My father, a 92 year old proud sailor who served on the destroyer, USS Haggard in WWII, died in November. He was awarded a purple heart for an attack in the Pacific theater where he sustained burns by a Japanese kamikaze. He talked often of the moral responsibility for our country to respond to the evils of fascism . He remembers the reluctance of our leaders and citizens to enter the fight early on, hoping that it wouldn’t boil over. But it did, impacting our nation with the attack on Pearl Harbor. At that moment, we became united in a world effort to fight for a just and safe space for all in the world. Indeed, it was a world war. He wondered whether a more decisive and earlier response could have kept us away from the ultimate use of the atomic bomb; he aided the Japanese in the restoration of their country after the war. He saw the effects of atomic warfare on the people around him.
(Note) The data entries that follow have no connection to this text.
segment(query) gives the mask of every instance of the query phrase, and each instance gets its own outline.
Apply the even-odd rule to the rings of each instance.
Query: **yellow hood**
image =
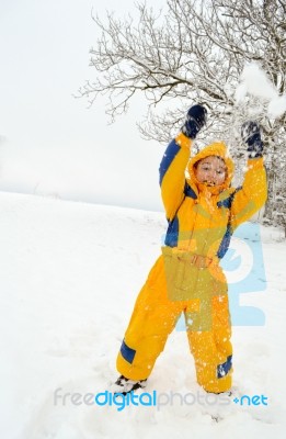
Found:
[[[193,158],[191,158],[191,160],[188,161],[187,165],[187,170],[190,173],[190,178],[191,178],[191,182],[195,182],[195,184],[199,188],[202,185],[202,183],[199,183],[196,179],[195,176],[195,170],[194,170],[194,165],[202,160],[203,158],[209,157],[209,156],[218,156],[221,157],[225,160],[225,164],[227,166],[227,177],[226,180],[224,181],[222,184],[220,184],[219,187],[215,187],[214,189],[217,191],[221,191],[225,190],[227,188],[229,188],[232,177],[233,177],[233,172],[234,172],[234,164],[231,160],[231,158],[228,155],[228,150],[227,150],[227,146],[224,142],[215,142],[208,146],[206,146],[204,149],[202,149],[198,154],[196,154]],[[213,192],[211,190],[213,188],[209,188],[210,192]]]

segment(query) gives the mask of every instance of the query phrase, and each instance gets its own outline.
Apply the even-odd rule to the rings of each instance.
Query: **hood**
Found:
[[[227,146],[224,142],[216,142],[213,143],[208,146],[206,146],[204,149],[202,149],[198,154],[196,154],[191,160],[188,161],[187,165],[187,170],[190,173],[191,178],[191,183],[195,182],[195,184],[198,187],[198,189],[202,189],[201,187],[206,185],[204,183],[199,183],[196,179],[195,171],[194,171],[194,165],[202,160],[203,158],[209,157],[209,156],[218,156],[221,157],[225,160],[226,167],[227,167],[227,177],[226,180],[224,181],[222,184],[217,185],[217,187],[210,187],[207,188],[210,192],[220,192],[227,188],[230,187],[233,173],[234,173],[234,164],[229,157]]]

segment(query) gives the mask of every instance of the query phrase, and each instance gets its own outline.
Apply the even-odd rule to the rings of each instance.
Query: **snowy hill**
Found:
[[[163,214],[1,192],[0,210],[2,438],[285,436],[282,232],[262,227],[267,286],[243,295],[266,323],[234,326],[232,337],[234,395],[264,395],[267,405],[207,401],[186,336],[175,330],[146,389],[160,394],[161,406],[118,410],[80,396],[108,391],[117,376],[117,350],[159,255]],[[71,403],[70,394],[80,396]],[[191,404],[194,395],[201,398]]]

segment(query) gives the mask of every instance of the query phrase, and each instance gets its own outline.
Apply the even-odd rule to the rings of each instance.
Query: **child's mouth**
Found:
[[[207,180],[205,180],[204,181],[204,183],[206,184],[206,185],[216,185],[216,183],[214,182],[214,181],[207,181]]]

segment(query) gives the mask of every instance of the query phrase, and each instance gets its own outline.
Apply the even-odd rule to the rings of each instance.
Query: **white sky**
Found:
[[[0,190],[162,210],[164,147],[139,136],[144,99],[108,125],[107,99],[88,109],[72,97],[95,77],[92,7],[135,10],[133,0],[0,1]]]

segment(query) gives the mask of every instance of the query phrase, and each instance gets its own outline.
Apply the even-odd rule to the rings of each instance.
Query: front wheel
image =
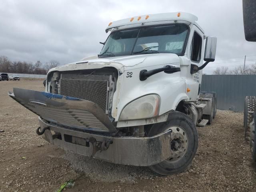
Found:
[[[192,120],[184,113],[171,112],[167,121],[153,125],[148,134],[153,136],[171,129],[171,148],[173,154],[166,160],[149,168],[163,175],[180,172],[187,168],[194,158],[198,146],[198,135]]]

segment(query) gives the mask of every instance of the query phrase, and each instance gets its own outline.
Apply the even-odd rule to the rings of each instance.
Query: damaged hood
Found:
[[[179,66],[180,60],[176,54],[163,53],[128,55],[104,58],[88,58],[82,61],[71,63],[51,69],[53,71],[69,71],[94,68],[104,67],[113,67],[121,73],[124,71],[148,66],[173,64]]]

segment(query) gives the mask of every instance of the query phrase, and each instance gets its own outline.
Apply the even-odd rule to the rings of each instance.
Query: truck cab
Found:
[[[9,95],[38,115],[37,133],[54,145],[180,172],[196,154],[196,126],[212,115],[213,98],[200,94],[216,39],[197,19],[180,12],[111,22],[98,55],[51,69],[44,92],[14,88]]]

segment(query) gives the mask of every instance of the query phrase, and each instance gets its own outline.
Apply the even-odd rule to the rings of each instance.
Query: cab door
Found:
[[[190,60],[190,69],[192,64],[201,66],[203,64],[204,34],[194,24],[191,27],[187,50],[187,57]],[[188,73],[186,90],[190,100],[196,101],[198,98],[201,87],[202,71],[191,74]]]

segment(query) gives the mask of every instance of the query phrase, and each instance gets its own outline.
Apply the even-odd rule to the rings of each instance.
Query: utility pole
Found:
[[[246,58],[246,56],[244,56],[244,68],[245,68],[245,59]]]

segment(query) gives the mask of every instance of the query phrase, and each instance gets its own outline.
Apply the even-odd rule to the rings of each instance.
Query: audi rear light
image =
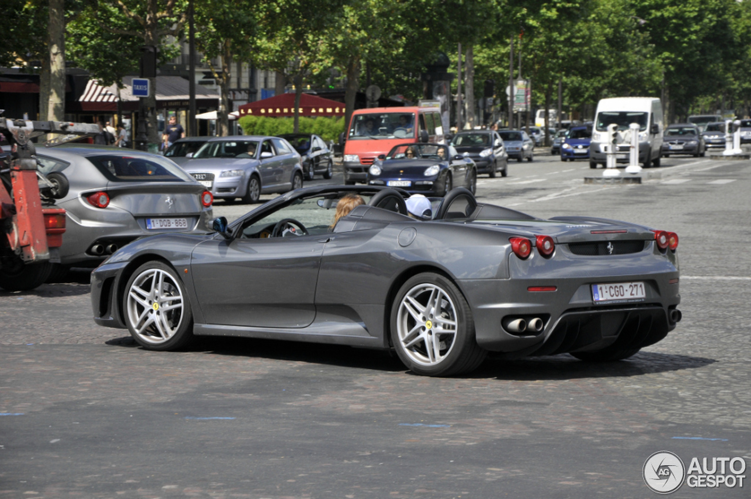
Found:
[[[673,251],[678,247],[678,234],[675,232],[668,233],[668,247]]]
[[[104,191],[95,192],[86,198],[86,199],[89,200],[92,206],[95,206],[98,208],[106,208],[107,204],[110,204],[110,196]]]
[[[526,237],[510,237],[511,251],[522,260],[526,259],[532,253],[532,241]]]
[[[203,194],[201,195],[201,202],[204,207],[209,207],[214,202],[214,195],[209,191],[204,191]]]
[[[556,250],[556,243],[550,236],[537,236],[535,242],[537,244],[537,250],[543,256],[550,256]]]
[[[668,232],[665,231],[653,231],[655,233],[655,240],[657,242],[657,247],[660,250],[665,250],[668,247]]]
In some ways we are in a similar place now. The difference is that we do not have a leader who is outraged by injustice; Instead, President Trump’s statements reflect an injustice that outrages so many. Our fight for justice, while right at our back doors, does not stop there. It has ramifications for justice everywhere. Leaders and citizens of the world, not only see the response of the president but they are looking to see the response of our country. Of those who support him and those who don’t; those of his party and those who politically distance themselves from him. Of those on cable news who endorse his views and those who speak in shock and disdain. People are searching for some sign of outrage by others to validate the outrage within themselves.
What we do and don’t do, individually and collectively, at this moment in history, matters.
Keep up all the good work you do, every day.